Excerpt from Millott v. Reinhard

Fringe Benefits

[218] The experts disagreed on the appropriate percentage to add to their income predictions for fringe benefits, which are the non-wage compensation from employment. They can range from employee merchandise discounts to medical benefits and pension plans. Bruce, for the Plaintiffs, initially added four per cent to Millott's base annual income to account for fringe benefits. He later increased this to eight per cent, based largely on the generous company funded pension plan at the CP Hotel chain, which he valued at three to five per cent of Millott's income. He testified that his initial four per cent figure had only about a one per cent component for pension, which is very low. His view is that as four per cent is probably reasonable for an average service person in the hotel industry, four per cent is quite conservative for management. And he felt it was unrealistically low for a $100,000 per year position (transcript p.1260). (I note that I am not concerned with the calculations based on a $100,000 per year salary, as I have found that scenario unlikely on a balance of probabilities.)

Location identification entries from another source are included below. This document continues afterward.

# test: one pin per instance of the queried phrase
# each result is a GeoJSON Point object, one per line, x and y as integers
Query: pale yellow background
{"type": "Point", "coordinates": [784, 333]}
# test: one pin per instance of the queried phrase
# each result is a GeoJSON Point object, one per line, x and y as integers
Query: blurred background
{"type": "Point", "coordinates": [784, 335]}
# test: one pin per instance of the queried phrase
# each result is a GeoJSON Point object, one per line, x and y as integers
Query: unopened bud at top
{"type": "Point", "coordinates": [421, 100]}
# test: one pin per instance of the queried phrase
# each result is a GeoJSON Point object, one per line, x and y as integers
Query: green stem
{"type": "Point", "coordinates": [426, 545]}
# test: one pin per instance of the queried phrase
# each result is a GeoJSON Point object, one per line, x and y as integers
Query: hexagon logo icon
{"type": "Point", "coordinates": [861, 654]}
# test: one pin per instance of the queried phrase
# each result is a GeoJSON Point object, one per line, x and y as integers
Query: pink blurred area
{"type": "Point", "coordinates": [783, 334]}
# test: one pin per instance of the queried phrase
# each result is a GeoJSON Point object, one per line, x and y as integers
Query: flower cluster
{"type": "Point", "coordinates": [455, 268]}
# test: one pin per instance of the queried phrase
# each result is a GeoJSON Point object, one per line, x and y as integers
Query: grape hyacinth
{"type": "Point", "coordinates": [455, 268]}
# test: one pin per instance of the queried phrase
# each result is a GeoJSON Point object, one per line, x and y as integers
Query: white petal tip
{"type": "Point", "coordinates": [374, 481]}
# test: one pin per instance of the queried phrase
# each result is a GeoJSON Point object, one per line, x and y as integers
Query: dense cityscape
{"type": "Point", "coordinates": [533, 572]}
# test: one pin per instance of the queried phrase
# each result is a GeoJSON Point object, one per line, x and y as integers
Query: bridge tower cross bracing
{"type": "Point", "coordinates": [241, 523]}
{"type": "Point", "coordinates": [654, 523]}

[219] Brown's fringe benefit amount is 2.8 per cent - based on the "weighted probability of receiving benefits in the service sector" (September 27, 2000 Report, p.29). She testified that she relied on general industry statistics for two reasons. First, she did not know how long Millott would have remained in the CP Hotels chain, which made it inappropriate, in her opinion, to base calculations on its figures (e.g., see transcript p.2331). Second, she did not have access to CP Hotels' figures, so could not have used them as a benchmark in any event. Her report stated that (September 27, 2000 Report, "Fringe Benefits Supplement", p.25):

[220] As Brown's background material on fringe benefits concluded that "fringe benefits for full-time, full-year workers will range from approximately 4.0 to 14.0 percent, depending on the existence of a company pension plan" ("Fringe Benefit Supplement", p.26), she has apparently discounted this amount based on the service sector itself, and on the theory that Millott would not have progressed far in the hotel management world. Brown testified that she did not factor in a pension plan at all for Millott, because she did not have the dollar figure for the CP Hotels plan, and because she was unable to say if he would stay with that employer and advance to a position where he would participate in its pension plan.

[221] As discussed elsewhere in these Reasons, I find it reasonable that Millott would have advanced to a management position with CP Hotels or another organization, ultimately reaching a position with compensation in the range of $60,000 per year. In that type of position, whether with CP Hotels or elsewhere, he would likely have been entitled to significant fringe benefits, including a pension plan. Accordingly, it is reasonable to assume an average fringe benefit rate of six per cent throughout his projected remaining working life. This takes into account that his fringe benefit rate would be lower than six per cent now, but would have increased significantly over time as his wage compensation increased.